Stand-alone tools released within SPAdes package
k-mer counter
To provide input data to SPAdes k-mer counting tool spades-kmercount
you may just specify files in SPAdes-supported formats without any flags (after all options) or provide dataset description file in YAML format.
Output: <output_dir>/final_kmers
- unordered set of kmers in binary format. Kmers from both forward and reverse-complementary reads are taken into account.

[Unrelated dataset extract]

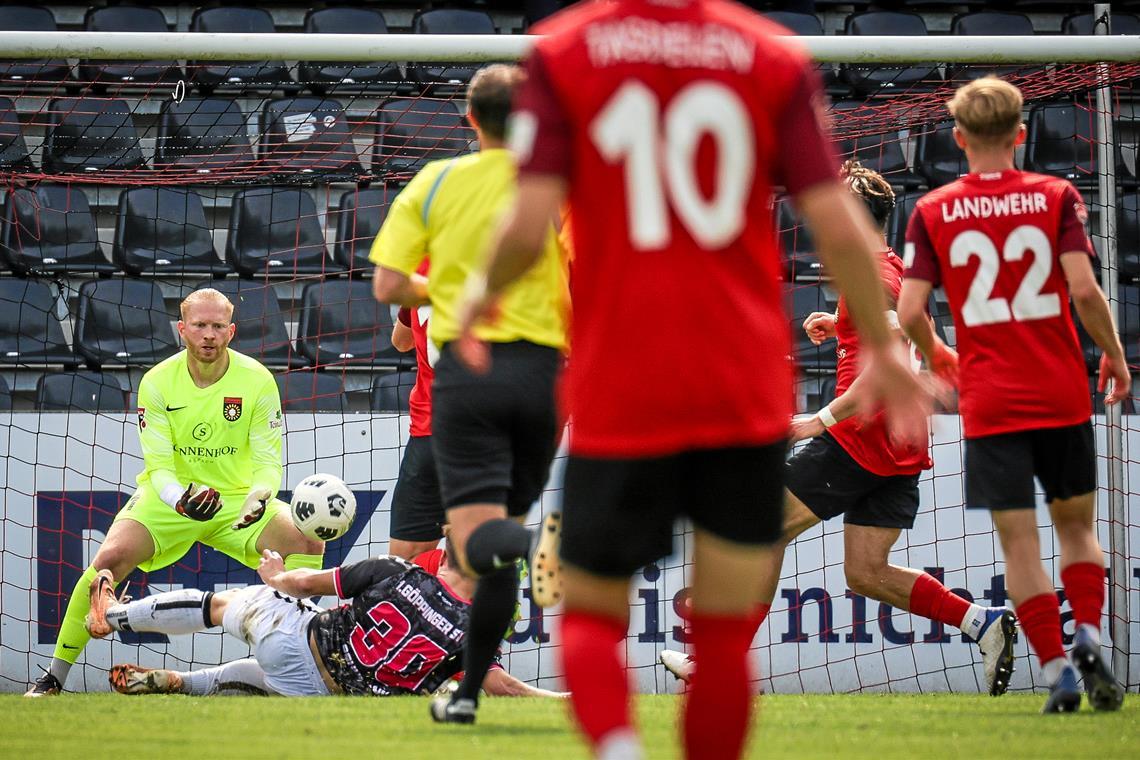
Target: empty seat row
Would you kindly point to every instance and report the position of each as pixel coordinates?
(125, 323)
(163, 231)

Output format: All kmers are written sequentially without any separators. Each k-mer takes the same number of bits. One k-mer of length K takes 2*K bits. Kmers are aligned by 64 bits. For example, one kmer with length=21 takes 8 bytes, with length=33 takes 16 bytes, and with length=55 takes 16 bytes. Each nucleotide is coded with 2 bits: 00 - A, 01 - C, 10 - G, 11 - T.
Example:
For k-mer: AGCTCT
Memory: 6 bits * 2 = 12, 64 bits (8 bytes)
Let’s describe bytes:
data[0] = AGCT -> 11 01 10 00 -> 0xd8
data[1] = CT00 -> 00 00 11 01 -> 0x0d
data[2] = 0000 -> 00 00 00 00 -> 0x00
data[3] = 0000 -> 00 00 00 00 -> 0x00
data[4] = 0000 -> 00 00 00 00 -> 0x00
data[5] = 0000 -> 00 00 00 00 -> 0x00
data[6] = 0000 -> 00 00 00 00 -> 0x00
data[7] = 0000 -> 00 00 00 00 -> 0x00
Synopsis: spades-kmercount [OPTION...] <input files>
The options are:
-d, --dataset file <file name>
dataset description (in YAML format), input files ignored
-k, --kmer <int>
k-mer length (default: 21)
-t, --threads <int>
number of threads to use (default: number of CPUs)
-w, --workdir <dir name>
working directory to use (default: current directory)
-b, --bufsize <int>
sorting buffer size in bytes, per thread (default 536870912)
-h, --help
print help message
k-mer coverage read filter
spades-read-filter
is a tool for filtering reads with median kmer coverage less than threshold.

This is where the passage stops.